- Born: Panauti
- Occupation: Actor
- Spouses: Shree Krishna Shrestha (m. 2014–2014, his death) Bijayendra Singh (m. 2020)

= Shweta Khadka =

Nepalese film actress

Shweta Khadka (born 5 February 1988) is a Nepalese film actress, producer, politician and entrepreneur known for her work in Nepali cinema.

== Career ==
In 2008, Khadka debuted as an actor in Kaha Bhetiyela opposite Shree Krishna Shrestha. The film was a massive blockbuster at the box office. The film became the highest grossing film of the year and one of the highest grossing films of all time. She starred in Hasideu Ek Phera (2010) opposite Hari Bansa Acharya, Madan Krishna Shrestha and Raj Ballav Koirala; the film was an average success. Her next film, Shreeman Shreemati (2011), opposite Shree Krishna Shrestha and Rekha Thapa, was not commercially successful.
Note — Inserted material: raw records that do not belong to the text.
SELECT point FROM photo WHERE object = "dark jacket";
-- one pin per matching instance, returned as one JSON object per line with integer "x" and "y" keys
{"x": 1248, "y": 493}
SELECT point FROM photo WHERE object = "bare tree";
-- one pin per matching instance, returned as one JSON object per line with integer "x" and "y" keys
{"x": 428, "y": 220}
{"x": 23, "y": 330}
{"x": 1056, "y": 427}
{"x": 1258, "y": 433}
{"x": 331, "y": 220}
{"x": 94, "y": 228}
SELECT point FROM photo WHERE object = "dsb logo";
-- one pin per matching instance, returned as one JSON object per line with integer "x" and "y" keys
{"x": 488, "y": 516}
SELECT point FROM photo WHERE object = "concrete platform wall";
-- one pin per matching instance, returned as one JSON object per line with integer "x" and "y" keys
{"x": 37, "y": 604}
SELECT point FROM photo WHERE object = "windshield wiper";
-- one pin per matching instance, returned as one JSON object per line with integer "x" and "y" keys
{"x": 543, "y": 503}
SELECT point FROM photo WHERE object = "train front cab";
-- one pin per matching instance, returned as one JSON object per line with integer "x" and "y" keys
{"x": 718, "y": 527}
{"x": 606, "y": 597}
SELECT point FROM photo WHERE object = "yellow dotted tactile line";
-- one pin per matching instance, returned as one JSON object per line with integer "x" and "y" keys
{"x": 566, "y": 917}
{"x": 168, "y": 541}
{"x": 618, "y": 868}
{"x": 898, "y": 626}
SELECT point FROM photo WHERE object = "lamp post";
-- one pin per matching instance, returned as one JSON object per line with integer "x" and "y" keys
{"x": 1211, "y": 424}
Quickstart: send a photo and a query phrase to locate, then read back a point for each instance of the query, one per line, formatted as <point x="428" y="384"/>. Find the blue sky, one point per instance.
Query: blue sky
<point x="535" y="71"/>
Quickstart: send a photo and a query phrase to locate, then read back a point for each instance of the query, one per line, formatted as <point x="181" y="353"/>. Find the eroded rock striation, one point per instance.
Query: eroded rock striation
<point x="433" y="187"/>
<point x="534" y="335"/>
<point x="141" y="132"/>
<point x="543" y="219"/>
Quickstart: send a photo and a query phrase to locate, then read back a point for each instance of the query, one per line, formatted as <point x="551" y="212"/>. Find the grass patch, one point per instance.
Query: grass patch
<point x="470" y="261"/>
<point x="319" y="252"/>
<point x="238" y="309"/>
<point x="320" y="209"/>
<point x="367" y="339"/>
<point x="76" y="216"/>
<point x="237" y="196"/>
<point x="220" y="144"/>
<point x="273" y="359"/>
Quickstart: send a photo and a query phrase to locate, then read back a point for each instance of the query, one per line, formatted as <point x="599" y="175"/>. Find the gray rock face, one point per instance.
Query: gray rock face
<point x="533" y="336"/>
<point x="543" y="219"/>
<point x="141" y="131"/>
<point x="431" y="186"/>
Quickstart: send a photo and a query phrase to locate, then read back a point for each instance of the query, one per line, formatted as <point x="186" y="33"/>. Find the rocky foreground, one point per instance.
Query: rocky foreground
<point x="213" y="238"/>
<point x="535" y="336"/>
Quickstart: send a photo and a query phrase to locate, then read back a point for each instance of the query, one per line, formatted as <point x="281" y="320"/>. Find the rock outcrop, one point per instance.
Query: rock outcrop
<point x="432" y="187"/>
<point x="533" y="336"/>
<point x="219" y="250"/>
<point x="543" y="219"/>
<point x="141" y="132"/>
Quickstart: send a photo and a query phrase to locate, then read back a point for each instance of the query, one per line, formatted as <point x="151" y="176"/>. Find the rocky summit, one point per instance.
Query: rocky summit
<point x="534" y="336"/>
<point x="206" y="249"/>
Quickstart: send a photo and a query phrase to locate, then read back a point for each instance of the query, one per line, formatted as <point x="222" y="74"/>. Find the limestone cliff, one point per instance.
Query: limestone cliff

In 2014, she starred in Kohinoor opposite her then-husband Shree Krishna Shrestha. However, he died of pneumonia and bone cancer soon after. Many Nepalese people flocked to the theatre to see their star for one final time on screen. The film broke all records at the box office and became the highest grossing film in the history of Nepalese cinema.

After a four-year break from the film industry, Khadka returned as a producer and actress in Kanchhi (2018). The film co-starred Dayahang Rai and was directed by Aakash Adhikari. The film was a huge commercial success.

== Personal life ==
Khadka was born on 5 February 1988 at Panauti village of Kavrepalanchok District.

On 7 July 2014, Shweta Khadka married her frequent co-star Shree Krishna Shrestha. A month later, on 10 August, he died due to pneumonia and bone cancer at the age of 47.

On 7 December 2020, she married Bijayendra Singh.

== Political life ==
Khadka is a member of the largest and oldest democratic party of Nepal, the Nepali Congress.